The classic backup dilemma

How do you know if you really have backups of your Zabbix? No matter how often you backup your database or to how many destinations you store your backups, it's all for nothing in case you are not able to restore your backups. Even being able to restore your backups is useless if you are unable to use your software after the restore or if the data is all messed up. 

To test all this... well... Zabbix to the rescue! This time, as the topic is very broad, I'm not giving too much technical details, but  ideas for you.

"I don't need backups, I have multiple database servers"

This seems to be something you occasionally see on online discussion boards. For me, being able to have a MySQL replica or delayed replication or multi-master setup means that it's comparable to RAID setup on storage: it lessens the risk of something going wrong when the underlying hardware says bye. In case of a master database failing, a replica can take its role, or another master in multi-master setup can continue just fine, or SQL Proxy can stop directing queries to failed server, or whatever is the case for you for automatic remediation.

However, all this can be rendered useless by us humans, let that be a bad error from admin or a visit from a miscreant. Separate physical backups are very much needed to make sure you can return to well-known good status even if something happens to your data.

Taking the physical backups

Depending on your database software and database size, the way you should take your backups can and will vary.
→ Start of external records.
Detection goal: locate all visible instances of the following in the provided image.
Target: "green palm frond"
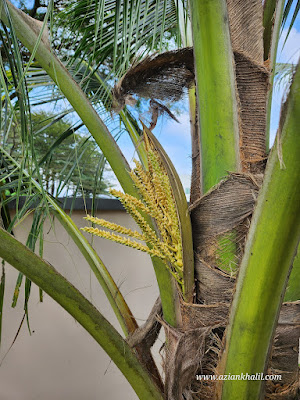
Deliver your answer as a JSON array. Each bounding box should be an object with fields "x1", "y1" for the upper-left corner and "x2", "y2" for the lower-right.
[
  {"x1": 12, "y1": 206, "x2": 47, "y2": 334},
  {"x1": 17, "y1": 60, "x2": 147, "y2": 164},
  {"x1": 57, "y1": 0, "x2": 182, "y2": 78},
  {"x1": 0, "y1": 0, "x2": 183, "y2": 328},
  {"x1": 0, "y1": 146, "x2": 50, "y2": 227},
  {"x1": 274, "y1": 62, "x2": 296, "y2": 90},
  {"x1": 0, "y1": 261, "x2": 4, "y2": 346},
  {"x1": 0, "y1": 144, "x2": 50, "y2": 330},
  {"x1": 0, "y1": 145, "x2": 139, "y2": 338},
  {"x1": 281, "y1": 0, "x2": 300, "y2": 42}
]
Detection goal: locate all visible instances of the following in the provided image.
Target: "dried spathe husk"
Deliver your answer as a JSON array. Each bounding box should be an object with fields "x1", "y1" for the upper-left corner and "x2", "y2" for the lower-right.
[{"x1": 111, "y1": 48, "x2": 195, "y2": 112}]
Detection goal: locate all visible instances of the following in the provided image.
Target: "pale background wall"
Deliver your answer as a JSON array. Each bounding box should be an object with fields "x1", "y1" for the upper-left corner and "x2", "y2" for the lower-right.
[{"x1": 0, "y1": 209, "x2": 163, "y2": 400}]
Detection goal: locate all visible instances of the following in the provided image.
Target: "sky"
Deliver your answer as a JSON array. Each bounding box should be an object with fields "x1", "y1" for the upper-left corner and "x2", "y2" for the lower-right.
[
  {"x1": 113, "y1": 14, "x2": 300, "y2": 195},
  {"x1": 115, "y1": 104, "x2": 192, "y2": 194},
  {"x1": 27, "y1": 4, "x2": 300, "y2": 196},
  {"x1": 269, "y1": 24, "x2": 300, "y2": 144}
]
For me at home, just the good old mysqldump is good enough as my What's up, home? database is not very big. 

For bigger instances, something like Percona xtrabackup or mariabackup would be better options if you are using any MySQL version. 

Restoring and testing the backups

Some time ago I did setup a separate virtual machine running on my Linux laptop, purely dedicated for testing my Zabbix backups. How does it work? The flow for my local Jenkins job is something like this:

  • Every night 3am Jenkins triggers a script on my Raspberry Pi and backups my What's up, home? database with mysqldump, piping it to gzip so I have compressed archives. The filename contains the current date in format YYYY-MM-DD -- that way I have a backlog of backups and also I can be sure that my scripts are working with a fresh copy of the database, and not some old version that's forgotten to disk.
  • As I don't want to transfer cleartext backups of a database to any cloud service, next the backups are copied into a Zulucrypt container. Jenkins moves on to this step only if the database backup itself was successful.
    Jenkins
  • The encrypted container is uploaded to multiple locations, one of them being the dedicated virtual machine. 
  • Next my Jenkins calls a script on my dedicated backup tester. The scripts opens the Zulucrypt container and imports the database backup, finally closing the container.
  • My Zabbix also monitors this dedicated VM, but during the duration of this test, Zabbix puts it to daily maintenance mode so I don't get alerts. The daily maintenance is active for this host only between 3am-5am.
  • Finally, it tests the availability of the guinea pig Zabbix through a web scenario. For now, the test is very simple: if my web scenario fails to load Zabbix front page, something is wrong. Maybe I could go for more granular checks, but every time I have seen that Zabbix has had issues connecting to database, it has complained about a total outage between the communication or about some database version difference if a migration has not been OK, so in theory my test should be good enough for home use.
  • For actual production use, one could select rows from database itself or do some API calls to check for any values that should be there. One day, I'll do that, too, but even this simple solution gives me some piece of mind about the health of my backups.

Benefits of this kind of setup

I can be sure that whatever happens to my database, I have a known good configuration which I can restore. The effort of manual testing is gone, I'll get to know easily if my database backups suddenly stop working instead of me only thinking they work. And, if things go south, I can return my setup online quickly. Losing at worst a day of history and possible config changes is far better option than losing everything I have done since March 2022 with this project.